皮下穿孔して、難治性疾患となると、これはもう、
鋏角亜門クモ綱ダニ目無気門亜目ヒゼンダニ科ヒゼンダニ属ヒゼンダニ Sarcoptes scabie
の寄生による「疥癬」しかあり得ない。特に、本篇に激しい痒みと、腫脹は所謂、疥癬の重症感染症状の典型である「過角化型疥癬」(別名「ノルウェー疥癬」(報告者がノルウェーの学者であったことによる)が、実は真っ先に浮かんではいた。これは、ウィキの「疥癬」によれば、『何らかの原因で免疫力が低下している人にヒゼンダニが感染したときに発症し、通常の疥癬はせいぜい』一『患者当たりのダニ数が千個体程度であるが、過角化型疥癬は』百万から二百万個体に達する。このため、『感染力はきわめて強く、通常の疥癬患者から他人に対して感染が成立するためには同じ寝具で同衾したりする必要があるが、そこまで濃厚な接触をしなくても容易に感染が成立する。患者の皮膚の摩擦を受けやすい部位には、汚く盛り上がり、カキの殻のようになった角質が付着する』という見るも無残な悲惨な様態を呈するそれを想起したである。しかし、では、これに断定していいかというと、ヒゼンダニの体長は〇・二~〇・四ミリメートルで、横に平べったい卵型であるが、体色は半透明の褐色であり、彼らは皮膚やリンパを摂食しながら、皮下にトンネルを掘るのであって、赤くて、視認出来る大きさ(挿絵を見よ)というのは、これ、外れてしまうのである。

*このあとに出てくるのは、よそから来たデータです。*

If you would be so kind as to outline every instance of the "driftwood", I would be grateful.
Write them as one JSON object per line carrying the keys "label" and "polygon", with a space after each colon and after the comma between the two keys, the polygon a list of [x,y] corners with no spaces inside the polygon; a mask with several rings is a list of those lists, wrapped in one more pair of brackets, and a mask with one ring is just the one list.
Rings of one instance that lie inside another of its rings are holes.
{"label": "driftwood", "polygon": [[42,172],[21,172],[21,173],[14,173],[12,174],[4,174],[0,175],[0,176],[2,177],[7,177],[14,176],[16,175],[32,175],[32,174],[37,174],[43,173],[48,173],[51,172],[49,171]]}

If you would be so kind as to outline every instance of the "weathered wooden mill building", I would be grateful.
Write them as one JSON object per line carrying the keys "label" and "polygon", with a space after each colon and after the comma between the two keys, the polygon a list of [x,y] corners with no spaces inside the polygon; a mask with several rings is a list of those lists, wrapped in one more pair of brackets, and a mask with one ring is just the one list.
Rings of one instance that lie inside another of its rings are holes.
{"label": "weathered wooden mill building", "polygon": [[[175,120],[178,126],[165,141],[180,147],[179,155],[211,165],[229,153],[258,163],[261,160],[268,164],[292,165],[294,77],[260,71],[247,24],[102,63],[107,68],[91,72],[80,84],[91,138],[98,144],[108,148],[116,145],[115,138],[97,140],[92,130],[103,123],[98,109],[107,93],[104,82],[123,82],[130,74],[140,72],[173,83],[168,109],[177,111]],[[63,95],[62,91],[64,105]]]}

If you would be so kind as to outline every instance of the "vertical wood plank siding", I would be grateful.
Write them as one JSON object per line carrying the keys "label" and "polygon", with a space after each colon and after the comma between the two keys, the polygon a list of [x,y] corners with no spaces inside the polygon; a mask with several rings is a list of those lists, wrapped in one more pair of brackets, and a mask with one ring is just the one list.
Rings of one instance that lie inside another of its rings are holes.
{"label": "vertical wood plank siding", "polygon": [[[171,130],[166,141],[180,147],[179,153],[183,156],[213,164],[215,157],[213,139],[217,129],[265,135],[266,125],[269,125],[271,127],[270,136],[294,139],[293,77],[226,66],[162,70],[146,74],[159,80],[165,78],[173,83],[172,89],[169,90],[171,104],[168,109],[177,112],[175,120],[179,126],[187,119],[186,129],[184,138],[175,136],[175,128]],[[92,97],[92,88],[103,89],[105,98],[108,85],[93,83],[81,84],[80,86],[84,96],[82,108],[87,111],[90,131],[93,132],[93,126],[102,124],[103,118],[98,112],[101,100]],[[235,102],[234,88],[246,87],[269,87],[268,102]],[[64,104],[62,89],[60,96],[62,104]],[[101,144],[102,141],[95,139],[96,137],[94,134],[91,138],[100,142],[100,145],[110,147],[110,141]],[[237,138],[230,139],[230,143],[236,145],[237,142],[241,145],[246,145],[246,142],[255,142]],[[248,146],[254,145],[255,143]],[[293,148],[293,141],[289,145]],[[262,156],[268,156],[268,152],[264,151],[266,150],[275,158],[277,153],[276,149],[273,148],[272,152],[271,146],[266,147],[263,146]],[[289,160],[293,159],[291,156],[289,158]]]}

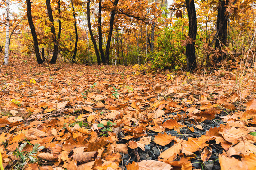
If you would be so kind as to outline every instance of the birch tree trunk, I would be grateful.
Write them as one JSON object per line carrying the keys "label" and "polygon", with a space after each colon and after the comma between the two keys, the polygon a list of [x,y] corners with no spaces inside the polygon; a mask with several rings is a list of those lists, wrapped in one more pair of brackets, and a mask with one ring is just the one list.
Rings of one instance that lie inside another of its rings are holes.
{"label": "birch tree trunk", "polygon": [[4,64],[8,64],[8,59],[9,59],[9,32],[10,31],[10,8],[9,7],[9,0],[6,0],[6,31],[5,33],[5,49],[4,50]]}

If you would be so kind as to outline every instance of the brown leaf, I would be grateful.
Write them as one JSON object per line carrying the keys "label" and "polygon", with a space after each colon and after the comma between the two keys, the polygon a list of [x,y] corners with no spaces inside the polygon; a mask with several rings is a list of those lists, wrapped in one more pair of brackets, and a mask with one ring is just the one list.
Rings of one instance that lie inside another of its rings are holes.
{"label": "brown leaf", "polygon": [[170,170],[173,168],[166,163],[155,160],[143,160],[138,165],[140,170]]}
{"label": "brown leaf", "polygon": [[155,136],[154,141],[159,145],[165,146],[170,144],[176,137],[172,136],[171,135],[168,135],[166,132],[164,134],[159,133],[157,135]]}
{"label": "brown leaf", "polygon": [[97,156],[97,151],[85,152],[74,154],[73,158],[80,163],[86,163],[93,161]]}
{"label": "brown leaf", "polygon": [[161,153],[159,158],[163,158],[164,160],[167,160],[169,157],[171,157],[174,154],[177,154],[180,153],[180,151],[181,149],[182,144],[183,142],[183,140],[180,142],[175,144],[170,148]]}
{"label": "brown leaf", "polygon": [[138,164],[133,162],[132,163],[129,163],[129,164],[126,165],[126,169],[127,170],[139,170]]}
{"label": "brown leaf", "polygon": [[164,128],[173,129],[174,127],[182,128],[186,127],[187,126],[185,125],[182,125],[180,123],[178,123],[176,120],[169,119],[164,122],[163,127]]}
{"label": "brown leaf", "polygon": [[247,170],[246,165],[234,157],[228,158],[224,155],[219,154],[219,161],[221,170]]}
{"label": "brown leaf", "polygon": [[40,153],[37,155],[37,158],[50,161],[53,161],[58,159],[58,157],[54,156],[53,154],[49,153]]}
{"label": "brown leaf", "polygon": [[201,153],[201,160],[204,162],[208,161],[210,158],[211,156],[212,153],[212,149],[210,147],[207,147],[203,149],[203,151]]}
{"label": "brown leaf", "polygon": [[251,109],[256,110],[256,99],[253,99],[246,103],[246,111]]}
{"label": "brown leaf", "polygon": [[129,142],[127,143],[127,146],[131,149],[136,149],[138,147],[136,142],[134,141],[129,141]]}
{"label": "brown leaf", "polygon": [[47,133],[34,128],[30,128],[29,129],[29,130],[28,131],[28,134],[30,135],[33,135],[39,137],[49,136],[49,135],[48,135]]}

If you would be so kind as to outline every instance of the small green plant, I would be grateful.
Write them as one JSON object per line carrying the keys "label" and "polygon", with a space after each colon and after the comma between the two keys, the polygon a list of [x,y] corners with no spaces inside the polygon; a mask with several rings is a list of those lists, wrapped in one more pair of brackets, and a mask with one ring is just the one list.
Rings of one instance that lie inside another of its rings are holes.
{"label": "small green plant", "polygon": [[40,159],[36,158],[36,153],[45,147],[43,146],[40,146],[38,144],[36,143],[33,147],[32,150],[30,152],[26,153],[22,151],[24,147],[27,144],[31,144],[29,142],[26,142],[22,144],[18,148],[16,148],[16,150],[13,152],[13,155],[19,158],[19,160],[14,165],[13,170],[23,170],[27,163],[34,163],[40,160]]}
{"label": "small green plant", "polygon": [[113,129],[112,129],[112,126],[114,125],[116,125],[115,123],[112,123],[108,121],[107,122],[107,126],[105,127],[102,123],[100,123],[98,124],[98,127],[103,128],[103,129],[101,130],[101,135],[102,135],[103,136],[108,135],[108,132],[112,132]]}
{"label": "small green plant", "polygon": [[113,93],[112,95],[114,96],[116,99],[118,99],[118,96],[119,96],[119,94],[118,93],[118,89],[116,87],[114,87],[113,85],[110,85],[110,86],[113,87],[113,90],[111,90],[111,92]]}
{"label": "small green plant", "polygon": [[125,88],[127,89],[128,92],[131,93],[131,92],[133,92],[133,89],[132,87],[129,87],[128,85],[125,85]]}
{"label": "small green plant", "polygon": [[14,103],[16,105],[18,105],[18,106],[20,106],[21,105],[21,104],[20,104],[20,102],[18,101],[18,100],[16,100],[15,99],[12,99],[11,100],[11,102],[13,103]]}
{"label": "small green plant", "polygon": [[[94,88],[95,88],[96,85],[97,85],[97,83],[95,83],[93,84],[93,85],[91,85],[90,87],[91,89],[94,89]],[[88,94],[90,92],[91,92],[91,89],[87,89],[86,91],[85,91],[83,93],[81,93],[81,94],[84,99],[86,99],[87,98],[87,95],[88,95]]]}
{"label": "small green plant", "polygon": [[72,123],[68,126],[70,127],[73,127],[75,125],[77,124],[79,125],[80,127],[88,127],[88,123],[87,122],[84,122],[82,121],[80,121],[75,122],[74,123]]}

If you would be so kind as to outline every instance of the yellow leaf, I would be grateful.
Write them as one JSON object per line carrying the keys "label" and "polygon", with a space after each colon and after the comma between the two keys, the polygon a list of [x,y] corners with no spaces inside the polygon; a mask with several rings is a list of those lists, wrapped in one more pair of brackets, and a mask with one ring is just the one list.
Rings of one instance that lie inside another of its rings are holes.
{"label": "yellow leaf", "polygon": [[35,80],[34,79],[32,78],[30,79],[30,83],[33,83],[33,84],[35,84],[37,82],[36,82],[36,80]]}

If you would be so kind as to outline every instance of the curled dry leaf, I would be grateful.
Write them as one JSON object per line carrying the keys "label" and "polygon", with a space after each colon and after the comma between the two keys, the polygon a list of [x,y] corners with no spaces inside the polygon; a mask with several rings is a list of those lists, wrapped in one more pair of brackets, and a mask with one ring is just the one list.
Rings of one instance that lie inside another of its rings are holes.
{"label": "curled dry leaf", "polygon": [[249,131],[245,128],[232,128],[225,132],[219,133],[222,135],[224,139],[230,143],[235,143],[238,139],[249,133]]}
{"label": "curled dry leaf", "polygon": [[210,147],[207,147],[205,148],[200,157],[204,162],[208,161],[210,158],[211,156],[212,153],[212,149]]}
{"label": "curled dry leaf", "polygon": [[179,142],[174,145],[170,148],[164,151],[161,153],[159,158],[161,158],[164,160],[167,160],[168,159],[173,156],[174,154],[177,154],[180,153],[180,151],[181,149],[182,144],[183,142],[183,140],[181,140]]}
{"label": "curled dry leaf", "polygon": [[234,157],[228,158],[225,155],[219,154],[219,161],[221,170],[248,170],[246,165]]}
{"label": "curled dry leaf", "polygon": [[78,162],[86,163],[93,161],[98,153],[97,151],[85,152],[73,155],[73,157]]}
{"label": "curled dry leaf", "polygon": [[55,160],[58,159],[57,157],[54,156],[53,154],[51,154],[49,153],[40,153],[39,155],[37,155],[37,158],[44,159],[46,160],[50,161]]}
{"label": "curled dry leaf", "polygon": [[129,142],[127,143],[127,146],[131,149],[136,149],[138,147],[137,143],[134,141],[129,141]]}
{"label": "curled dry leaf", "polygon": [[84,152],[84,149],[85,149],[85,147],[80,147],[78,148],[74,148],[73,149],[73,153],[74,155],[82,153]]}
{"label": "curled dry leaf", "polygon": [[170,144],[176,137],[172,136],[171,135],[168,135],[166,132],[164,134],[158,133],[157,135],[155,136],[154,141],[159,145],[165,146]]}
{"label": "curled dry leaf", "polygon": [[185,125],[182,125],[180,123],[178,123],[176,120],[169,119],[164,122],[163,127],[164,128],[168,128],[169,129],[173,129],[174,127],[182,128],[186,127],[187,126]]}
{"label": "curled dry leaf", "polygon": [[138,164],[133,162],[132,163],[129,163],[126,165],[126,169],[127,170],[139,170]]}
{"label": "curled dry leaf", "polygon": [[39,136],[39,137],[42,137],[42,136],[49,136],[49,135],[48,135],[47,133],[44,132],[40,130],[35,129],[34,128],[30,128],[30,129],[28,131],[28,134],[30,135],[33,135],[36,136]]}
{"label": "curled dry leaf", "polygon": [[143,160],[138,165],[139,170],[170,170],[173,168],[166,163],[155,160]]}
{"label": "curled dry leaf", "polygon": [[256,99],[253,99],[246,103],[246,110],[249,110],[251,109],[256,110]]}

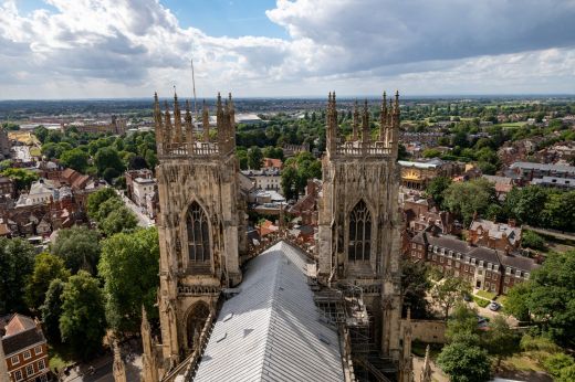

されば、これは怪奇談であるからして、かく疾患や寄生虫を限定するまでもないことは判る。「新日本古典文学大系」版脚注によれば、本篇は種本に六朝小説の「異疾志」の「蝨瘤」にほぼ従っているとあるから、問題にすること自体が、無意味とは言われよう。しかし、種本の筆者や了意がイメージしたのは「蝨」(しらみ)のような虫が皮下に穿孔して「瘤」を作って蜂の巣のような腫瘍を作るという猟奇的悪趣味を確信犯で書いているのであり、その際には、大きさを実際のヒトシラミ大とし、患部の状態をヒゼンダニによる重篤な過角化型疥癬を重ねたものと考えると、私は腑に落ちるのである。]